In fact, Emerson warms to the idea that properly considered, ESG and related ideas are a “win-win” way of looking at the world.
Impact investing etc can be a part of the conversation between generations “about what matters,” he said. “This is about how you show up as a wealth holder in the world – and whether your capital is showing up in the world the way you would like to be present in the world.”
Emerson discussed the way that impact investing sits alongside philanthropy. “There is a continuum of capital from philanthropy to near-market and market rate investment. It is a mistake to believe you must sacrifice financial returns to make an impact. All capital, all companies have impact – the challenge is managing all one’s assets to optimize the risk return and impact one seeks to generate through deploying capital in the world,” he said.
“In public markets, where ESG comes from, ESG is a form of risk mitigation – you are really thinking about how to manage off-balance sheet risk factors represented by environmental, social and governance issues that influence your ability to make a return?” he said.
“What is interesting to observe is the evolution of an integrated approach to and understanding of investment practice. ESG speaks to how those factors affect the financial performance of companies, while impact speaks to the companies’ generation of environmental, social and governance performance in the world,” he said.
“Clients seeking impact investment advice and practice is a significant growth area for our firm.
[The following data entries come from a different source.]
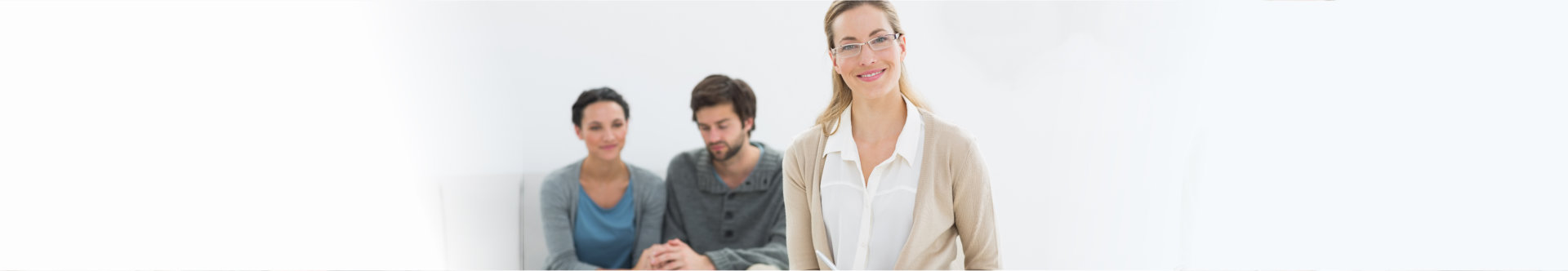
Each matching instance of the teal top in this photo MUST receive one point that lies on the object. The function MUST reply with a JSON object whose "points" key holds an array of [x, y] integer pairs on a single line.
{"points": [[606, 237]]}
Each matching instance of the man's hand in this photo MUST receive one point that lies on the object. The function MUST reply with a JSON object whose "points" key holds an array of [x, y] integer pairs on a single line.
{"points": [[678, 255], [647, 262]]}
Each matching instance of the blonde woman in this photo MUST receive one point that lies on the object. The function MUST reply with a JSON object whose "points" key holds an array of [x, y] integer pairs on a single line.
{"points": [[880, 182]]}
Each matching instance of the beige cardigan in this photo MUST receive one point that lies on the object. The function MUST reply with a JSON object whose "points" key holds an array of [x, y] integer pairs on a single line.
{"points": [[952, 199]]}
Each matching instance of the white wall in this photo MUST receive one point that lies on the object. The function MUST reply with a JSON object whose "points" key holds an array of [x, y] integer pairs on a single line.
{"points": [[1382, 136], [194, 136]]}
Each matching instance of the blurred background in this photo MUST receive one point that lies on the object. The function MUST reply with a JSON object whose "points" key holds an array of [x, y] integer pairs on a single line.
{"points": [[1120, 136]]}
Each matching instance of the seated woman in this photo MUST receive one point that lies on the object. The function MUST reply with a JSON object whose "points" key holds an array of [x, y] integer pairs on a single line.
{"points": [[601, 213]]}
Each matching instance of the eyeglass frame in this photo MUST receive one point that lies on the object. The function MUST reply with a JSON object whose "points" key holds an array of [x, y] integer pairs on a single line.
{"points": [[835, 51]]}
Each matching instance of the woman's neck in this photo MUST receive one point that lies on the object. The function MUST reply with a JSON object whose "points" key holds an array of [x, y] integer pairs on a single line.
{"points": [[880, 118], [603, 170]]}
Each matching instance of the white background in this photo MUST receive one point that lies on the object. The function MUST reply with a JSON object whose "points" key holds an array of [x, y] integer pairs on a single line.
{"points": [[1120, 136]]}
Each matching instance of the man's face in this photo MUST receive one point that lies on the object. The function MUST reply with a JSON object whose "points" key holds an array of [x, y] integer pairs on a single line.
{"points": [[724, 132]]}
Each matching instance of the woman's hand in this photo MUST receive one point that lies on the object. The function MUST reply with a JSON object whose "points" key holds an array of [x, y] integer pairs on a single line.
{"points": [[647, 262]]}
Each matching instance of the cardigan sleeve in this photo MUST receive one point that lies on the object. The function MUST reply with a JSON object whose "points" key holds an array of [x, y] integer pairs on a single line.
{"points": [[974, 215], [651, 199], [555, 198], [797, 211]]}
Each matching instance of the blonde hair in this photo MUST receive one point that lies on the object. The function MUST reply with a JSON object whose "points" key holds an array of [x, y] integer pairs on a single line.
{"points": [[841, 91]]}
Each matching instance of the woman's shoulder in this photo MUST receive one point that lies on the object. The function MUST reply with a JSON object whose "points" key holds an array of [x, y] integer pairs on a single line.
{"points": [[806, 141], [946, 136]]}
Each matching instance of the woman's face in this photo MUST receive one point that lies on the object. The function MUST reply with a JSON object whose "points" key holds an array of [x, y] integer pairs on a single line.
{"points": [[604, 129], [869, 73]]}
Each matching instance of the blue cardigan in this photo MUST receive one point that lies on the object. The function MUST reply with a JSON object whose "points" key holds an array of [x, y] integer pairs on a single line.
{"points": [[559, 211]]}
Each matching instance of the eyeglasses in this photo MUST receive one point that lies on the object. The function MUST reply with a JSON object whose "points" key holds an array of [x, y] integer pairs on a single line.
{"points": [[849, 51]]}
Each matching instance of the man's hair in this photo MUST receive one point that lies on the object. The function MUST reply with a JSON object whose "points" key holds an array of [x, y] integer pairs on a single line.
{"points": [[717, 90], [599, 95]]}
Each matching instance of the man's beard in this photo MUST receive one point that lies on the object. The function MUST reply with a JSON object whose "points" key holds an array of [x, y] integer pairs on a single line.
{"points": [[729, 153]]}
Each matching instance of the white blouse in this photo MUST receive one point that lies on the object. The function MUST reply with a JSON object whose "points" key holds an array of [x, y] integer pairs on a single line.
{"points": [[869, 220]]}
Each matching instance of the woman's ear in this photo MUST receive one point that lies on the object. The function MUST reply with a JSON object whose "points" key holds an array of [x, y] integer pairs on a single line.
{"points": [[903, 51], [835, 61]]}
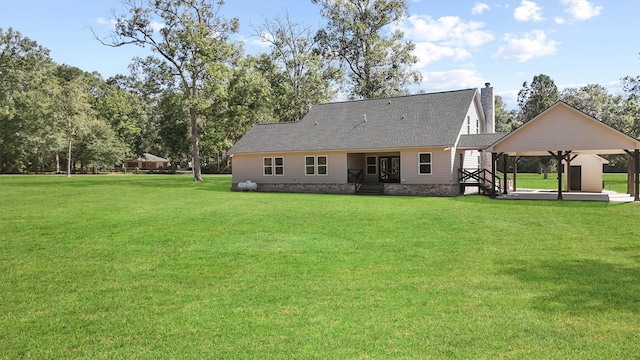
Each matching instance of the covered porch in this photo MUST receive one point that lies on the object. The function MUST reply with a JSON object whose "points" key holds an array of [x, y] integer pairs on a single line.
{"points": [[565, 133]]}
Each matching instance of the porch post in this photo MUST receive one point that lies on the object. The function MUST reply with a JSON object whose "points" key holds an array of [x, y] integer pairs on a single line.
{"points": [[515, 171], [559, 159], [636, 161], [505, 167], [494, 157]]}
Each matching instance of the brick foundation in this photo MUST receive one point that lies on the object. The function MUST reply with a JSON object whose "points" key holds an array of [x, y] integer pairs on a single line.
{"points": [[304, 188], [422, 189], [444, 190]]}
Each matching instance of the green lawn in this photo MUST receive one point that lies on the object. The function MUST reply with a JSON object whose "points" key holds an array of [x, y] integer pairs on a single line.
{"points": [[615, 182], [140, 266]]}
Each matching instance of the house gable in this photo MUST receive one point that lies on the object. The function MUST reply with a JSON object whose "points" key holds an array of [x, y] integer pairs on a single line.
{"points": [[389, 123]]}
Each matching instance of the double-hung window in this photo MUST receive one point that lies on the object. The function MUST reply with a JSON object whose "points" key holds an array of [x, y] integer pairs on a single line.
{"points": [[316, 165], [273, 166], [424, 163], [372, 165]]}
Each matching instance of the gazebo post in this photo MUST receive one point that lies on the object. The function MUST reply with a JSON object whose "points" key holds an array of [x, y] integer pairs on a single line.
{"points": [[559, 159], [505, 168], [636, 160]]}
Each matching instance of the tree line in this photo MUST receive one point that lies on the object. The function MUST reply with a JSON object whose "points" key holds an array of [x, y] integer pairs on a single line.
{"points": [[621, 112], [198, 92]]}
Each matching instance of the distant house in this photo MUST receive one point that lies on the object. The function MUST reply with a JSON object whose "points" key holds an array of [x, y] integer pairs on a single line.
{"points": [[433, 144], [146, 162]]}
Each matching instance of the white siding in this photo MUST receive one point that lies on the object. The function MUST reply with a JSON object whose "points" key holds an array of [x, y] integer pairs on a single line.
{"points": [[591, 172], [471, 124]]}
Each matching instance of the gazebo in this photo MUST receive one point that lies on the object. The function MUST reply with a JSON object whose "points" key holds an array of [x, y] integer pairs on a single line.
{"points": [[564, 133]]}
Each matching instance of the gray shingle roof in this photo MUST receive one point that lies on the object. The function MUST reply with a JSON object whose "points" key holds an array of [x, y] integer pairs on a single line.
{"points": [[479, 141], [148, 157], [389, 123]]}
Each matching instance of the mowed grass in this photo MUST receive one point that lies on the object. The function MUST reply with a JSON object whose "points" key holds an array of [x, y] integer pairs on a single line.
{"points": [[138, 266], [612, 181]]}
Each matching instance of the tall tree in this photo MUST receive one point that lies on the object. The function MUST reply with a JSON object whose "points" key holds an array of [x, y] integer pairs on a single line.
{"points": [[535, 98], [374, 55], [74, 108], [301, 75], [190, 37], [506, 120], [26, 73]]}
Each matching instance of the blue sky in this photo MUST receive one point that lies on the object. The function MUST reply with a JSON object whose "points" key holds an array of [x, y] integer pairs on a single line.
{"points": [[460, 43]]}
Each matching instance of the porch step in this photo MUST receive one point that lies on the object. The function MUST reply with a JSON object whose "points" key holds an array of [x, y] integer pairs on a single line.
{"points": [[616, 197], [371, 189]]}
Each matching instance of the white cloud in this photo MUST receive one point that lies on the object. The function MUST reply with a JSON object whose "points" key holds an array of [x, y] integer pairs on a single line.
{"points": [[528, 11], [450, 30], [111, 23], [429, 52], [581, 9], [533, 45], [156, 26], [453, 79], [479, 8], [263, 42]]}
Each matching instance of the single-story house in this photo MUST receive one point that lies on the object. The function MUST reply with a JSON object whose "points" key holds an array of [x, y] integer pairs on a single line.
{"points": [[407, 145], [146, 162], [432, 144]]}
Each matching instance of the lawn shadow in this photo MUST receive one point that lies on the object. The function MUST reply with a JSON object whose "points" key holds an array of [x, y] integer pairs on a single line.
{"points": [[579, 287], [485, 200]]}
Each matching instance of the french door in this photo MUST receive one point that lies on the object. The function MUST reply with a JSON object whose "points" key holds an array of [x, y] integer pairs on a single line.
{"points": [[389, 168]]}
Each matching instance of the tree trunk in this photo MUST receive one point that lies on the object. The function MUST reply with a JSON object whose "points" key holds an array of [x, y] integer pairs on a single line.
{"points": [[69, 160], [195, 141]]}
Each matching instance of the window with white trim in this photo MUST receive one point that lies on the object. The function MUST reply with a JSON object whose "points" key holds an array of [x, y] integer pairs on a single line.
{"points": [[372, 165], [316, 165], [273, 166], [424, 163]]}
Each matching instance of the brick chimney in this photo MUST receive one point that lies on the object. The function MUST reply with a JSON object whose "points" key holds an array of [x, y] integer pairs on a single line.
{"points": [[487, 99]]}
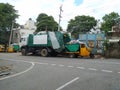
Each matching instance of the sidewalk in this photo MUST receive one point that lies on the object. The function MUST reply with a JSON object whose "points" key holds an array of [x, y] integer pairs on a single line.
{"points": [[5, 67]]}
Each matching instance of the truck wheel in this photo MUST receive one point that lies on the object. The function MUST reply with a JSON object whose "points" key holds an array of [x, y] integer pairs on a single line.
{"points": [[92, 56], [73, 56], [44, 52], [24, 52]]}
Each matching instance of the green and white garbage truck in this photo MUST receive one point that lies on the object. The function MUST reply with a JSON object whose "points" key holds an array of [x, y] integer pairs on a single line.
{"points": [[49, 43]]}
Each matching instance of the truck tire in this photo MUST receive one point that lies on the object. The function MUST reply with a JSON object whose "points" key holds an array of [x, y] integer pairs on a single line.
{"points": [[92, 56], [44, 52], [73, 55], [23, 51]]}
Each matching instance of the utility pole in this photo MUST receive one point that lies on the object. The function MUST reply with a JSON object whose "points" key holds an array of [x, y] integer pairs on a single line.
{"points": [[60, 17], [10, 39]]}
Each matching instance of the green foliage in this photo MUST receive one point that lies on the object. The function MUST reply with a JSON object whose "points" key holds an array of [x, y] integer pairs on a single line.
{"points": [[108, 21], [81, 24], [46, 23], [7, 15]]}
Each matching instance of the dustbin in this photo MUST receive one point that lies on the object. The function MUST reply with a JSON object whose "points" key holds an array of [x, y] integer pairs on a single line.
{"points": [[16, 48], [10, 49]]}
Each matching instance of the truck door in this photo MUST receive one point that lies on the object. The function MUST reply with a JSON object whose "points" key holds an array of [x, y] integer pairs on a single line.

And engaging families in discussions regarding the impact of their investments upon the world the `rising generation’ will inherit is a way for families to engage in deeper discussions regarding the purpose of their capital – moving beyond simple discussions of financial return to more critical conversations regarding value creation and its impacts upon the world,” Emerson continued. “These reflections enable advisors to be with clients as they pursue not simply financial returns but rather multiple returns of financial, social and environmental value creation.”